Soulignons qu’un tiers des gestionnaires n’ont pas voulu nous dévoiler leur actif sous gestion, une chose que je comprends dans le cas de ces sociétés privées. Mais je ne me trompe pas en disant que la grande majorité d’entre elles a un actif sous gestion modeste.
Ensuite, un autre tiers gère moins de 100 M$, et dix autres gestionnaires, entre 100 et 250 M$. Nous avons plus des trois quarts de notre tableau ici.
Si on continue, cinq autres gestionnaires ont entre 250 M$ et 1 G$, et sept d’entre eux ont franchi la barre du milliard d’actif sous gestion.
Oui, il se gère beaucoup d’argent à Montréal, mais il pourrait s’en gérer plus.
Du temps, de l’expérience et de l’argent
Comme on s’en rend compte à la lecture du texte en page B4, démarrer une société de gestion de portefeuille est difficile.

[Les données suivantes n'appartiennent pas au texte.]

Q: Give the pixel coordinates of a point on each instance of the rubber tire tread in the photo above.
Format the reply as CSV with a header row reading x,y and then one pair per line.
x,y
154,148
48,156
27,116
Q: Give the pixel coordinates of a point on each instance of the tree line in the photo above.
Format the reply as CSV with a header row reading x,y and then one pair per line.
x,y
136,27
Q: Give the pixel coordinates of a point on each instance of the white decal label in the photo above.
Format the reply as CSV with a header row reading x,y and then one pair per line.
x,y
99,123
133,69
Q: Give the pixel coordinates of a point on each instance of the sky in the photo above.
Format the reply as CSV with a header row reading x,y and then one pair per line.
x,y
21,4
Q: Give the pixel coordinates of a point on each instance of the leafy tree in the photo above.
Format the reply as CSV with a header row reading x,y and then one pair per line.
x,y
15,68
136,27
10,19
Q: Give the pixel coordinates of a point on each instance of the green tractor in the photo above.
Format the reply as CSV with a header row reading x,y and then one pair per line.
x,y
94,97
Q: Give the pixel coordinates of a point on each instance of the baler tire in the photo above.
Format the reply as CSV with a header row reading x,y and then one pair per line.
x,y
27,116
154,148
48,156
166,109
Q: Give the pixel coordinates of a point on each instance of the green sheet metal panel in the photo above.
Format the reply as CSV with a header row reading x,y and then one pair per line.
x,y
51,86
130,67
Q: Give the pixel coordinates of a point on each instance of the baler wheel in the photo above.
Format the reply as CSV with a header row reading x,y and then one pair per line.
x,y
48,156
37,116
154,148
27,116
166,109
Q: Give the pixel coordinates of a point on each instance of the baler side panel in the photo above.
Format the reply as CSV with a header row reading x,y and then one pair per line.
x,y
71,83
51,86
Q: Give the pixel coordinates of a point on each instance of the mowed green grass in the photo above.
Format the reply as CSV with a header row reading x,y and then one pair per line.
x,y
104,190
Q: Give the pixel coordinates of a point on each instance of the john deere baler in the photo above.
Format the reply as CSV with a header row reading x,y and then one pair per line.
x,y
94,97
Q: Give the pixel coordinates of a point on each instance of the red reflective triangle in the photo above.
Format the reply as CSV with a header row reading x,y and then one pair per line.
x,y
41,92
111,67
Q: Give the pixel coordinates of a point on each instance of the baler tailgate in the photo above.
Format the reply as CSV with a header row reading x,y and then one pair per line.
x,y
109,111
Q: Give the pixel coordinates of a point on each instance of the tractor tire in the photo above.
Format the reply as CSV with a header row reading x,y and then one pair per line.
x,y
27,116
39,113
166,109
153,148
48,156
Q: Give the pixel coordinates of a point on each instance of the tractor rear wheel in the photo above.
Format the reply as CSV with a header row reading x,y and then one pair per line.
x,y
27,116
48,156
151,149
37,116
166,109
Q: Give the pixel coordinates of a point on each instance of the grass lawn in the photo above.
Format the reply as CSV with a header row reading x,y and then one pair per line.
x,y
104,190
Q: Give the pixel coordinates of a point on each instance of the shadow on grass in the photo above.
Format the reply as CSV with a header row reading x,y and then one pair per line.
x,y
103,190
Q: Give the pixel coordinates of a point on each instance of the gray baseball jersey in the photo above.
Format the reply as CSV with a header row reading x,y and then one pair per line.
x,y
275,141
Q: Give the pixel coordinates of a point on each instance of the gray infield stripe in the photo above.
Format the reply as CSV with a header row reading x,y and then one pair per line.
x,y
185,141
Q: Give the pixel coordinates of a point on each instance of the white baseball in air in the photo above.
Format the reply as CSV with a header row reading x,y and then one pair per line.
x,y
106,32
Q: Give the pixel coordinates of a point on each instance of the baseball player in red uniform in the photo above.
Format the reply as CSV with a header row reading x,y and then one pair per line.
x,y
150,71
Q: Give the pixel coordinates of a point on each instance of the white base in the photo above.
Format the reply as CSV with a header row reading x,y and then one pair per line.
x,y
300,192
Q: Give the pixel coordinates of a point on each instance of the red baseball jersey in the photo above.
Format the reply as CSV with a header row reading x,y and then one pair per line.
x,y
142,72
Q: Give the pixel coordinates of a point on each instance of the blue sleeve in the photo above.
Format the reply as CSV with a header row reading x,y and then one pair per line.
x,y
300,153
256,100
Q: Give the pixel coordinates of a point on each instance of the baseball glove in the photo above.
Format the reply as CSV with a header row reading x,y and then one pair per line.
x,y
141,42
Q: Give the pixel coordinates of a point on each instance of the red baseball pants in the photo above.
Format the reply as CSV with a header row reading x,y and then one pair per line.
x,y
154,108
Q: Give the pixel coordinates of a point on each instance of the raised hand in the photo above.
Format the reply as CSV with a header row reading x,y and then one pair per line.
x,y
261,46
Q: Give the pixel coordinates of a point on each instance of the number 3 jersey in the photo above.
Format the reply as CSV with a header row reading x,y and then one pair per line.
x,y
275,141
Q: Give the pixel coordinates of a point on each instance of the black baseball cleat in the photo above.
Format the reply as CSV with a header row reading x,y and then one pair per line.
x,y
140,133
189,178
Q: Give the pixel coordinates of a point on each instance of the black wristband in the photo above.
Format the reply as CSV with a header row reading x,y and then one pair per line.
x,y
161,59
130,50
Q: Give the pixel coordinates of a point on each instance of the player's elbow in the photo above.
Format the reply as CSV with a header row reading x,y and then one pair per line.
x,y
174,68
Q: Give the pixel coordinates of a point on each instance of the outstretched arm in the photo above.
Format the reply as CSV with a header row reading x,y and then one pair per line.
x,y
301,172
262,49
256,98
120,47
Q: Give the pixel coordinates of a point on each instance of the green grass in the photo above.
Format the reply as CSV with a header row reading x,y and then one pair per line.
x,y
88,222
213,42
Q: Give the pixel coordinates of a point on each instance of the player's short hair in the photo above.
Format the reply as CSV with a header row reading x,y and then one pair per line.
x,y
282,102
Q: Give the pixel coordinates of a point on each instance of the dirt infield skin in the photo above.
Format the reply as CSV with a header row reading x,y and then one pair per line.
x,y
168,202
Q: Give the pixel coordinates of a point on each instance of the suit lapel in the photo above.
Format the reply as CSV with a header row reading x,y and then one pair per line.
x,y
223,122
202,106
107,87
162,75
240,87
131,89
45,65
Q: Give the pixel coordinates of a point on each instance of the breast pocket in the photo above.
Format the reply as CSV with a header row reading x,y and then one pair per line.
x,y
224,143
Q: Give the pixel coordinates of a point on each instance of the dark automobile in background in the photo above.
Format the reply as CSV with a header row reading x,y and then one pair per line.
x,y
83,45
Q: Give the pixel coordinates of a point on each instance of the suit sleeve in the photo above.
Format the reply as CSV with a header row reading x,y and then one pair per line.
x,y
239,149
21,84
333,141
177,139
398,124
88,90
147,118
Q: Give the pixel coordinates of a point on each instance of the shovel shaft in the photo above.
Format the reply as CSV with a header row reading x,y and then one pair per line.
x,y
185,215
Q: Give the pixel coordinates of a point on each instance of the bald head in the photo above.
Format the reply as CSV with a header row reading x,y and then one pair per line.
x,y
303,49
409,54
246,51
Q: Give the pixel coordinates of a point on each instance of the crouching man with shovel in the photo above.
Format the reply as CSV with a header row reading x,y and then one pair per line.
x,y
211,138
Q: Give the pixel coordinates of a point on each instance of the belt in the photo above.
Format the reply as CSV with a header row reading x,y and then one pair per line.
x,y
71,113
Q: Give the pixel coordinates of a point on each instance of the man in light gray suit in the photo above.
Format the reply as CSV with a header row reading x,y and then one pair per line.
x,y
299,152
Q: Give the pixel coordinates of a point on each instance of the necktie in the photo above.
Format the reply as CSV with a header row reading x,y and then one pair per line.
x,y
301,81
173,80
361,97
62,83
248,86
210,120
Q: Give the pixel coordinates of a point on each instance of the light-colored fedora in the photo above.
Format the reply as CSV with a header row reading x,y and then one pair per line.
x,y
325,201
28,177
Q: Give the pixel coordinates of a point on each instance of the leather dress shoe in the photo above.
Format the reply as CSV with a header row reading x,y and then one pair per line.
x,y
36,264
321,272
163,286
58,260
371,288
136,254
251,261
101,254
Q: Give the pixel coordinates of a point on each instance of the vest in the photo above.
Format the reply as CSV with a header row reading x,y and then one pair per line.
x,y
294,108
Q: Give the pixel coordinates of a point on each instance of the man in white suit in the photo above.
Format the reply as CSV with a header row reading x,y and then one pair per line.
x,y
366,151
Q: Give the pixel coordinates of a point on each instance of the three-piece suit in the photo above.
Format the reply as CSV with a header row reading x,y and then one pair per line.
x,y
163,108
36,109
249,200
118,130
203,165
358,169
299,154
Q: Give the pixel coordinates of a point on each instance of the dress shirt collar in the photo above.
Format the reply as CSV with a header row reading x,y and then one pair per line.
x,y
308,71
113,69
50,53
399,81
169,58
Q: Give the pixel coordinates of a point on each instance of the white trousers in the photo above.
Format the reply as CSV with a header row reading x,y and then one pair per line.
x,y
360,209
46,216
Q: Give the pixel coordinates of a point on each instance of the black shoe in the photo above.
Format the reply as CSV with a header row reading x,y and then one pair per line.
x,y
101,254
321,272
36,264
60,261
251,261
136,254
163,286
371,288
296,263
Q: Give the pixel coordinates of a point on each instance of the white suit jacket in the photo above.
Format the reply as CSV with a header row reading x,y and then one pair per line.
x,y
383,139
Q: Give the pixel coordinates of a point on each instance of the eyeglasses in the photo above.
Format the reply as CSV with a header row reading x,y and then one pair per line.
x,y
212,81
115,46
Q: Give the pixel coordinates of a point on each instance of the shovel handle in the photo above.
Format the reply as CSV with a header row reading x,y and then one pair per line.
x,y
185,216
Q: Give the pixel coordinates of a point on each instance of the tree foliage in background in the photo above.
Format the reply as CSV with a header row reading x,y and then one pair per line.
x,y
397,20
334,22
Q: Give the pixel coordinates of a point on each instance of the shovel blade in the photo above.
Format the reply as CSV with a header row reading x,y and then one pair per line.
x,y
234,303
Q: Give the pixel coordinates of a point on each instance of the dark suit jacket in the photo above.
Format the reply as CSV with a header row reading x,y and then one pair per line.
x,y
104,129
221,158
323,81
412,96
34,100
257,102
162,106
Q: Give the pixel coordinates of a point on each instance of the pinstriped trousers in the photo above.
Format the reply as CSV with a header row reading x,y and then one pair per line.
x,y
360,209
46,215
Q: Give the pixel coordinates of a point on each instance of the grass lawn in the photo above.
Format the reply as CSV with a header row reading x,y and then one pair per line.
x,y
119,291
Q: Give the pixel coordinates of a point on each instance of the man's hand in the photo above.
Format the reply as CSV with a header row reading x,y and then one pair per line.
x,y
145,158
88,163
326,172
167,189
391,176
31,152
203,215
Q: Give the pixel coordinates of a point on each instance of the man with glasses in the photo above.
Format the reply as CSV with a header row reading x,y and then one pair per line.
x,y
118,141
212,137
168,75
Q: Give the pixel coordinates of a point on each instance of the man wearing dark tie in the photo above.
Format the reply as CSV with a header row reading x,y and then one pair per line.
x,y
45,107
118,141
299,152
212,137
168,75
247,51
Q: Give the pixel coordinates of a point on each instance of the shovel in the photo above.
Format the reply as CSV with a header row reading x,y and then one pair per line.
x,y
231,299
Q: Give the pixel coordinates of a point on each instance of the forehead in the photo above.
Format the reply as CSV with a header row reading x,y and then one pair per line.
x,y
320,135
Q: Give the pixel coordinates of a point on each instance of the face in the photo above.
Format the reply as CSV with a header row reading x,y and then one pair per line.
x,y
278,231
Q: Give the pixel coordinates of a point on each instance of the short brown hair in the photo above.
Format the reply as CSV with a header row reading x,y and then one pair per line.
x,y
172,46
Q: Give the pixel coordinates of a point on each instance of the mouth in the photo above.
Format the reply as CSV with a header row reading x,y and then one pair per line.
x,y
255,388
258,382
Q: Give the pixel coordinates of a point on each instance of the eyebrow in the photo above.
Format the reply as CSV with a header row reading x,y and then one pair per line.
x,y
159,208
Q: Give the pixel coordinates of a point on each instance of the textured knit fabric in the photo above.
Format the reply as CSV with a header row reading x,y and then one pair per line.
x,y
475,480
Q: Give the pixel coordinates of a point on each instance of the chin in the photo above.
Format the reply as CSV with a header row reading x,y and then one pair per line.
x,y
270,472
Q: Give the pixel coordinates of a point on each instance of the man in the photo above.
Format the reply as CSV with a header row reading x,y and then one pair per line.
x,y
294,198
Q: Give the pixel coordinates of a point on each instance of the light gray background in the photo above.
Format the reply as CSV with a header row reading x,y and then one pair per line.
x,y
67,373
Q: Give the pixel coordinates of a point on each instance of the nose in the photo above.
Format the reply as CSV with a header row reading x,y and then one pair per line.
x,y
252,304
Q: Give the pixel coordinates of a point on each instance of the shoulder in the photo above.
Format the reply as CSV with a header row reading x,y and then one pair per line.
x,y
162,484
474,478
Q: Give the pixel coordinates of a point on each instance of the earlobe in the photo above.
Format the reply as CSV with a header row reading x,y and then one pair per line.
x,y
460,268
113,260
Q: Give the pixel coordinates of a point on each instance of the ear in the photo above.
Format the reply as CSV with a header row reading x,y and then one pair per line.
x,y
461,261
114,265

Lorsqu’on examine les sept gestionnaires qui ont plus de un milliard d’actif, on constate qu’ils sont dirigés par des hommes très expérimentés. Et que la réussite n’est pas instantanée. La plus jeune firme du groupe, AlphaFixe Capital, a été fondée en 2008.
Évidemment, la taille est un enjeu crucial dans l’industrie aujourd’hui. Elle le sera plus encore demain, affirme Jean-Guy Desjardins, dans un texte à la page B6.
Or, on sait aussi que pour gérer des actifs plus importants, il faut… des actifs plus importants. On en revient au paradoxe de l’oeuf et de la poule. Une caisse de retraite ne donnera pratiquement jamais un mandat de gestion de 10 M$ à un gestionnaire qui gère un actif total de 25 M$.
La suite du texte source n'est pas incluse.